Former high school baseball star Chris Ramirez had dreams of playing Major League Baseball. But, after beating brain cancer, he’s lending his voice to inspire others.

As a healthy, vibrant 16-year-old baseball player, Chris Ramirez was excited for the future. A lifelong San Francisco Giants fan, his ambition was to play in the MLB and he was working hard toward that goal. He was seeing some scouts at his games and was hopeful to see his dreams come true.

However, now 32 years old, Chris never could have imagined his life today. He’s proudly sharing his story while holding a positive attitude, aiming to inspire anyone who listens.

While in high school, Chris had some headaches and unexplained symptoms. He wasn’t sure what was going on but was shocked when he had a stroke. It was frightening and unexpected, for him and his whole family. He couldn’t feel the left side of his body. This moment led to tests and scans which revealed a mass in his head. At one point, he was told he likely had two months to live.

Chris quickly went to California Pacific Medical Center in San Francisco. The team saw that there was too much fluid in his brain blocking the pathway where the fluids are supposed to go.  They placed a shunt (via a small hole in his head) to relieve the pressure.

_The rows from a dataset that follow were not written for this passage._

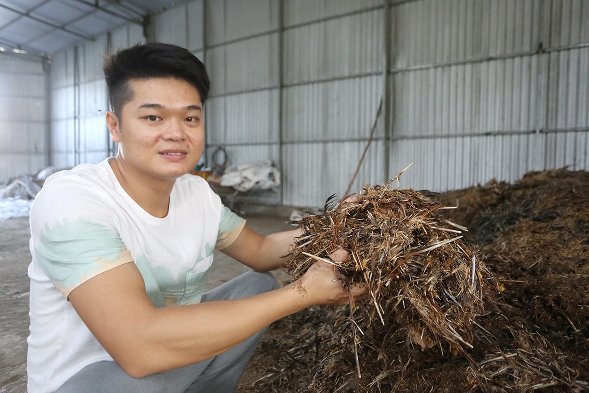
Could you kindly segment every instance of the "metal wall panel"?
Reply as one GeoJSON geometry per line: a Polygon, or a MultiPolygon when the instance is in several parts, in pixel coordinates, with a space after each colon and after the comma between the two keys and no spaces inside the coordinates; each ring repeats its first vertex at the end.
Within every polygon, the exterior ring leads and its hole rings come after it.
{"type": "MultiPolygon", "coordinates": [[[[284,141],[368,138],[382,97],[381,75],[310,83],[284,89],[284,141]],[[361,97],[361,99],[360,98],[361,97]]],[[[379,128],[375,137],[382,138],[379,128]]]]}
{"type": "Polygon", "coordinates": [[[111,32],[109,45],[112,50],[116,51],[144,41],[143,27],[136,24],[130,24],[111,32]]]}
{"type": "Polygon", "coordinates": [[[548,48],[589,42],[589,3],[586,0],[544,0],[542,39],[548,48]]]}
{"type": "Polygon", "coordinates": [[[188,47],[188,14],[186,4],[167,9],[151,19],[150,41],[188,47]]]}
{"type": "Polygon", "coordinates": [[[34,174],[48,163],[44,61],[0,54],[0,181],[34,174]]]}
{"type": "MultiPolygon", "coordinates": [[[[282,166],[281,191],[250,200],[317,206],[343,193],[381,97],[388,105],[353,191],[412,161],[402,184],[438,191],[589,169],[585,0],[280,1],[194,0],[148,28],[150,40],[206,58],[206,156],[223,146],[230,164],[282,166]]],[[[137,28],[110,42],[125,46],[137,28]]],[[[78,46],[77,76],[72,49],[54,57],[52,101],[64,104],[52,111],[55,162],[101,154],[104,134],[80,128],[104,127],[101,62],[88,62],[107,44],[78,46]]]]}
{"type": "Polygon", "coordinates": [[[79,82],[89,82],[104,79],[102,55],[108,49],[106,34],[97,37],[94,41],[82,42],[78,45],[79,82]]]}
{"type": "Polygon", "coordinates": [[[382,0],[284,0],[284,26],[332,18],[382,5],[382,0]]]}
{"type": "MultiPolygon", "coordinates": [[[[49,84],[51,90],[74,85],[74,48],[67,48],[51,55],[49,84]]],[[[56,102],[59,104],[59,101],[56,102]]]]}
{"type": "Polygon", "coordinates": [[[205,37],[209,47],[278,28],[276,0],[206,0],[205,37]]]}
{"type": "Polygon", "coordinates": [[[381,71],[383,20],[377,9],[286,30],[284,82],[381,71]]]}
{"type": "Polygon", "coordinates": [[[278,28],[276,0],[225,0],[225,39],[233,41],[278,28]]]}
{"type": "Polygon", "coordinates": [[[551,53],[547,128],[589,128],[589,47],[551,53]]]}
{"type": "Polygon", "coordinates": [[[535,51],[538,0],[422,0],[393,7],[395,68],[535,51]]]}
{"type": "Polygon", "coordinates": [[[481,135],[406,139],[391,144],[392,175],[415,164],[401,177],[401,187],[435,191],[459,189],[491,179],[514,181],[538,167],[545,134],[481,135]]]}
{"type": "Polygon", "coordinates": [[[393,137],[534,130],[544,117],[542,57],[393,74],[393,137]]]}
{"type": "Polygon", "coordinates": [[[446,190],[587,169],[588,10],[577,0],[393,6],[389,173],[415,161],[407,186],[446,190]]]}
{"type": "Polygon", "coordinates": [[[207,50],[211,95],[276,86],[277,48],[278,36],[273,34],[207,50]]]}
{"type": "Polygon", "coordinates": [[[109,109],[102,56],[144,40],[143,28],[130,24],[52,56],[51,74],[51,163],[97,163],[113,154],[104,117],[109,109]]]}
{"type": "MultiPolygon", "coordinates": [[[[192,52],[204,49],[204,0],[191,1],[186,5],[188,14],[188,43],[186,48],[192,52]]],[[[202,57],[197,56],[201,60],[202,57]]]]}
{"type": "Polygon", "coordinates": [[[278,83],[278,35],[266,34],[225,47],[225,91],[234,93],[278,83]]]}
{"type": "Polygon", "coordinates": [[[278,102],[277,89],[211,98],[206,110],[207,143],[277,143],[278,102]]]}
{"type": "MultiPolygon", "coordinates": [[[[283,204],[317,207],[332,194],[342,198],[366,146],[365,141],[285,144],[283,204]]],[[[382,184],[383,159],[383,145],[372,144],[350,192],[359,192],[365,183],[382,184]]]]}

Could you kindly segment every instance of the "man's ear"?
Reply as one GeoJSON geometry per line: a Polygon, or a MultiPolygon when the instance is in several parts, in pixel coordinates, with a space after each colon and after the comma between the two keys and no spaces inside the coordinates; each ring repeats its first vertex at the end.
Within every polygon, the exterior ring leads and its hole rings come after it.
{"type": "Polygon", "coordinates": [[[108,127],[108,132],[112,137],[113,142],[119,142],[119,135],[121,134],[121,123],[118,121],[118,117],[114,113],[108,111],[107,112],[107,127],[108,127]]]}

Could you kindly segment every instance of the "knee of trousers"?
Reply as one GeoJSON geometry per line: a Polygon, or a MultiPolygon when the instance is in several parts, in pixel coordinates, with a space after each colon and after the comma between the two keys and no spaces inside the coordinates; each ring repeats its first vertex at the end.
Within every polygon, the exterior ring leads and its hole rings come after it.
{"type": "Polygon", "coordinates": [[[276,278],[270,272],[263,273],[258,272],[248,272],[246,273],[247,280],[259,288],[259,293],[263,293],[274,289],[278,289],[282,286],[276,280],[276,278]]]}

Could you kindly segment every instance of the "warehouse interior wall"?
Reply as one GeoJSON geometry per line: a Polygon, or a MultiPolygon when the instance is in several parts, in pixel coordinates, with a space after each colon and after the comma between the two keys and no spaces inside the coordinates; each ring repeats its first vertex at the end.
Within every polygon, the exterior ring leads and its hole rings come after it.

Chris underwent chemotherapy and his entire community, from friends and families to neighbors and baseball teammates, rallied around him. Chris’ mom was a single mother, and the financial impacts from cancer were difficult. But his community, the San Bruno community, organized fundraisers and helped his whole family as much as possible. This allowed him to fully focus on his battle and he’s extremely thankful.

“I told myself that I was going to be fine. Of course, my people around me, my friends and extended family, were always telling me, ‘You’re going to be the first one to beat it. Who cares what they say? We’ll rally around you’”.

He fought hard, and embodied Jim Valvano’s “Don’t Ever Give Up!” spirit. He was determined to beat cancer for his family – his mom and his sister – and for baseball.

“I was just so mad, seeing the face that my mom gave me when the doctors told her that I was diagnosed with cancer and seeing her so sad, mad and defeated. She felt so helpless. I told my mom, ‘I’m going to beat it no matter what they say. I don’t care if it’s one day, two days, I’ll figure it out.’ I thank God my mom listened to me and I’m here today.”

Chris worked hard to return to the diamond with his team – and he did. After many months of treatment with a shunt in his skull, Chris returned to his high school team his senior year and played two games. It was an incredible amount of work to get to that point, but it made the return all the more special.

Today, Chris is quick to lend his voice in the hope of inspiring others. He has meaningful relationships with the Los Angeles Dodgers and San Francisco Giants and is thankful for their influence in his journey, specifically Ned Colletti, former GM of the Dodgers, Bertha Fajardo, a Giants employee and was like a second mom to Chris, and Dave Benzer, a fellow cancer survivor that works for the Giants. Chris now looks to invest in the community around him, finding ways to help those in a similar situation to what he faced.

Whether it is advocating for raising money for research to provide new treatment methods to speaking with patients and their families who are currently in the fight, he will do anything to help others avoid going through what he did.

“My thing is, if I can do it, anyone can do it and if I can help in any way, I will do anything possible to get them there. I look at it like we are all family.”

“I believe no family, no kid or anyone should have to go through this. This was an ugly process for me, being in the hospital, going through chemotherapy and not feeling well. So, if I can help and raise some money for research through the V Foundation by sharing my story, I’m all for it.”